Jessie Thompson (right) talks with a shopper as part of the Story Cart Project this summer. UWM graduate students traveled with a mobile “story cart” to 27 Milwaukee locations to question strangers about food to collect stories about how people connect through food. (Photo courtesy of the Center for 21st Century Studies)
Jamee Pritchard asks a young visitor to the South Shore farmers market about her favorite foods. (Photo courtesy of the Center for 21st Century Studies)
Yuchen Zhao questions a farmers market shopper about where she buys her food. Other questions included how they get to the places where they buy food, and what meaningful and trusting connections food and meals provide. (Photo courtesy of the Center for 21st Century Studies)
AJ Segneri (left) and Jessie Thompson have lively conversations about a subject that kids are experts on – food. (Photo courtesy of the Center for 21st Century Studies)
Yuchen Zhao records the interview between a participant and Spanish translator Maria Julia Baldor (right). The Story Cart interviewers visited grocery stores, farmers markets and food pantries across the city. (Photo courtesy of the Center for 21st Century Studies)
From wedding dinners to farmers markets, food has a way of connecting people. It’s the ultimate common denominator.
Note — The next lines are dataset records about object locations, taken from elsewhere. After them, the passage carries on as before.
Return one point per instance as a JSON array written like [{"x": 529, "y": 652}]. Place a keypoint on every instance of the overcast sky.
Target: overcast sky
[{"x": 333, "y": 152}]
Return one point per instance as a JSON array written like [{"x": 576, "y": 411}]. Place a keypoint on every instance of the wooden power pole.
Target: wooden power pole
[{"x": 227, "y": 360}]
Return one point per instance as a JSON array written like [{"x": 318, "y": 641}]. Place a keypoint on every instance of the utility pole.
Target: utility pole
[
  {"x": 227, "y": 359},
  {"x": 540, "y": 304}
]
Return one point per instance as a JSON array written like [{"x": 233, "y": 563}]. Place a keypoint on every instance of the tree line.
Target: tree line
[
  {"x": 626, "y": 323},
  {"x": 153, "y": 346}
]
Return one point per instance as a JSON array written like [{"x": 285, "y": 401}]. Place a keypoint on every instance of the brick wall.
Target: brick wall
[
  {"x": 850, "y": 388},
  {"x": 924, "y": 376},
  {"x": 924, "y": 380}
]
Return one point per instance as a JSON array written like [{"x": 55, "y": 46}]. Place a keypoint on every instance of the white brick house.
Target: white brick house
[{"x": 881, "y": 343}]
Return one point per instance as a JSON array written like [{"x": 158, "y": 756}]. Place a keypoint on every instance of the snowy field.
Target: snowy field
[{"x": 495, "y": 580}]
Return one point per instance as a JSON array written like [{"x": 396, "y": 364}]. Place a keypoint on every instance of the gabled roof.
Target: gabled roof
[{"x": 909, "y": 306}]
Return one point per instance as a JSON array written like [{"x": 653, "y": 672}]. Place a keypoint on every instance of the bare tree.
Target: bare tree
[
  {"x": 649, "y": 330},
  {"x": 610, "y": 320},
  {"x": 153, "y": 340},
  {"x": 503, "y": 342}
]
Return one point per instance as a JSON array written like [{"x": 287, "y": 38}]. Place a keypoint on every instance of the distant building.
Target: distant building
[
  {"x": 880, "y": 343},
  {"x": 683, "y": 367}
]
To explore that, UWM’s Center for 21st Century Studies embarked on the Story Cart Project, in which graduate students and researchers traveled with a mobile cart to 27 Milwaukee locations to question strangers about food.
At grocery stores, farmers markets and food pantries, they invited participants to talk about food. Questions included where they usually gather their food, how they get to those places, and what meaningful, trusting food connections look like to them.
“There are historical, sociological, political and environmental conditions that impact why we do the things that we do day-to-day,” said Nicole Welk-Joerger, who directed the project. “So those impacts will be incorporated into the stories we collect.”